Rossman attributes the decrease in overdose deaths to the increased availability of naloxone — also known by its trade name Narcan — a drug used to reverse the effects of opioids.

The county’s Department of Fire and Rescue Services joined a statewide pilot program on June 4 called Leave-Behind Naloxone, in which an emergency kit containing nasal naloxone and instructions for administering it is left with the overdose victim or their family and friends after emergency treatment, she noted.

Rossman said the statewide Prescription Drug Monitoring Program that goes into effect July 1 will require physicians across the state to register in a database, a step that will also provide a boost in the fight against opioid addiction.

The program will prevent doctors from prescribing opioids indiscriminately and deter addicted patients from attempting to see more than one physician to obtain extra pills, she explained.
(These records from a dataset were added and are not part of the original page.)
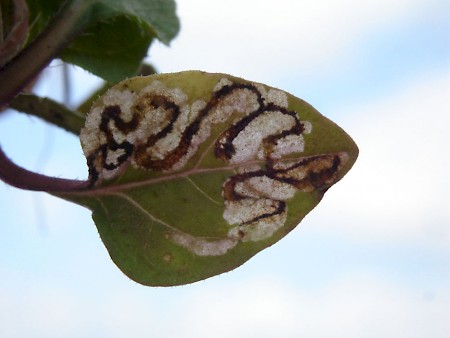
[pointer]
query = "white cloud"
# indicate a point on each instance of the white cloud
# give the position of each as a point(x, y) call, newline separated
point(355, 306)
point(259, 39)
point(364, 306)
point(399, 187)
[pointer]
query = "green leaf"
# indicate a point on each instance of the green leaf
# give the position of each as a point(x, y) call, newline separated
point(194, 173)
point(112, 50)
point(117, 35)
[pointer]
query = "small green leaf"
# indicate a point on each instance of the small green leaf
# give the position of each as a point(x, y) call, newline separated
point(194, 173)
point(116, 34)
point(113, 49)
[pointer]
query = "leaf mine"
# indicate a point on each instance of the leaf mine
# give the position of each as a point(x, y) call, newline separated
point(213, 169)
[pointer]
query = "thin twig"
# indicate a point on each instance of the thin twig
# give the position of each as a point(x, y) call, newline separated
point(21, 178)
point(68, 22)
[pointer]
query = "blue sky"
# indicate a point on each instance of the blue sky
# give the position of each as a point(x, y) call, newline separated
point(373, 259)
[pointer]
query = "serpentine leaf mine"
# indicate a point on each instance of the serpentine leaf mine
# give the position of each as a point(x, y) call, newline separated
point(193, 173)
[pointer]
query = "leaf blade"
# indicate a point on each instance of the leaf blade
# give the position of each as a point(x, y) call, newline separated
point(215, 211)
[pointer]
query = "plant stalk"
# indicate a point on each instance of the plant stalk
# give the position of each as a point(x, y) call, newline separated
point(21, 178)
point(70, 20)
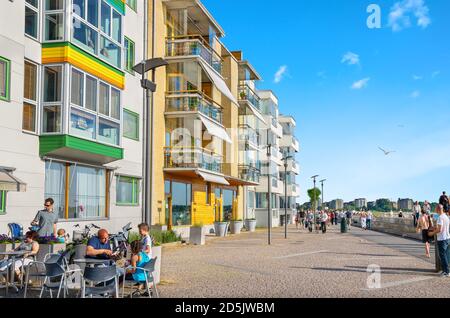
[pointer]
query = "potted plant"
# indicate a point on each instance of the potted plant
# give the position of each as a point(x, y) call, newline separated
point(250, 225)
point(236, 226)
point(197, 234)
point(49, 244)
point(221, 228)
“We know we’ll still be fighting [opioid abuse] in 10 years, but we’re hoping to continue seeing a decline in overdose deaths,” she said.

Rossman said the next “The Doctor Is In” podcast, to be recorded in September, will focus on the topic of sexually transmitted infections, which she said are on the rise in the county’s teenage population. In 2016, teens ages 15 to 19 made up 29 percent of the 948 new chlamydia cases and 14 percent of the 195 new gonorrhea cases, according to statistics from the Children’s Health Program.

In 2012, the rate of chlamydia per 100,000 teens was 666; by 2016 the figure had nearly doubled, to 1,259. The rate of gonorrhea per 100,000 teens was 79 in 2012, and climbed to 125.5 in 2016.

“We hope these podcasts educate people about the various resources that are available in Howard County,” Rossman said. “We scratch our heads when people don’t take advantage of them.”